Our customers want to scale up production of synthetic data and to do so, they want to enable business users as well as data scientists and engineers to generate synthetic data. The team has invested a lot of effort in improving the usability and intuitiveness of our product to make it possible to democratise the production of synthetic data.
1. Advanced automation
One of our focus areas was on configuration of synthetic data. As the scale of the datasets our customers handle increases, more columns and more tables result in a linear increase in the amount of configuration that is required.
This meant the configuration step was a time consuming and tedious part of the process for users who had to configure columns one by one. It also resulted in an increase in the risk of manual error, especially when users are handling unfamiliar tables and big volumes of data.

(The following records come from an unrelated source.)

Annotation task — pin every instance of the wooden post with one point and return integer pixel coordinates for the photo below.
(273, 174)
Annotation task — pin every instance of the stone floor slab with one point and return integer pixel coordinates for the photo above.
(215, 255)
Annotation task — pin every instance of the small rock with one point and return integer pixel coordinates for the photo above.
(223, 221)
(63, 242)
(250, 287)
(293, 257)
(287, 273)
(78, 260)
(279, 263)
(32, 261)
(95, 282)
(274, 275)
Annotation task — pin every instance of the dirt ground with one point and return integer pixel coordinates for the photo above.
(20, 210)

To counter this, we have introduced enhanced and automated datatype detection. For frequently used datatypes, we can go deeper and detect format strings (date/time columns), and more granular and country-specific formats (credit card numbers, IBAN, to name a few). The platform can also analyse the data to determine the relationships between tables, meaning we can detect which columns are primary or foreign keys, and which columns should form a composite key.
This enhanced automation works no matter which data source a customer uses. All of this automation results in a much more streamlined process, less work in the configuration stage, and the ability for non-technical users to synthesise data.

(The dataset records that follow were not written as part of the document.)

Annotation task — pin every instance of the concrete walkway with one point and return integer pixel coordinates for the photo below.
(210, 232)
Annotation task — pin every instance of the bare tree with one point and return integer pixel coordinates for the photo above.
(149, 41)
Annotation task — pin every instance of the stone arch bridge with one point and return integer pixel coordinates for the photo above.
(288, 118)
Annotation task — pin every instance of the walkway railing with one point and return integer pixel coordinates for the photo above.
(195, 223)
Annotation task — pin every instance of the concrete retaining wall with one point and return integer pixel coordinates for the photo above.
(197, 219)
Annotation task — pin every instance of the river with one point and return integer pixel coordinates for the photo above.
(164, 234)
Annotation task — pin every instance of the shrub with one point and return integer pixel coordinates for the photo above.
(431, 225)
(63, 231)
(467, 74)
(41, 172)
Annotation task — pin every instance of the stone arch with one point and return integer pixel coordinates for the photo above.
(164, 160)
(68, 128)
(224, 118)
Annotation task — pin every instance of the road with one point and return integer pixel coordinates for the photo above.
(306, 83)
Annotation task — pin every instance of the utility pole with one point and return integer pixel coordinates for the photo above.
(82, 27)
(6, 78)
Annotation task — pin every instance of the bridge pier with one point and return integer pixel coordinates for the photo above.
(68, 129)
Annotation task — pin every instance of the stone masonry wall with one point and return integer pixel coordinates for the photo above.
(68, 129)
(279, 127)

2. Flexible and elastic cloud support
We have recently developed our infrastructure and cloud integrations. The Hazy platform now runs natively on Kubernetes clusters and is quick and easy to install into customer environments using helm charts. This offers some key benefits to customers:
- Reduced cost: By integrating Kubernetes with auto scaling functions, our software can spin up appropriate resources on demand, and shut them off when not needed. This greatly reduces costs for customers by reducing unnecessary compute resources.
- Increased stability: Kubernetes additionally brings benefits to stability and monitoring - allowing us to integrate with our customers’ broad ecosystem of infrastructure management software. This allows operators and administrators of the Hazy platform to understand, debug and secure their environments more effectively.
- Simple cost allocation: Compute costs can be allocated to individual business units by running training and generation within their Kubernetes Clusters, all communicating to a central deployment of the Hazy Hub.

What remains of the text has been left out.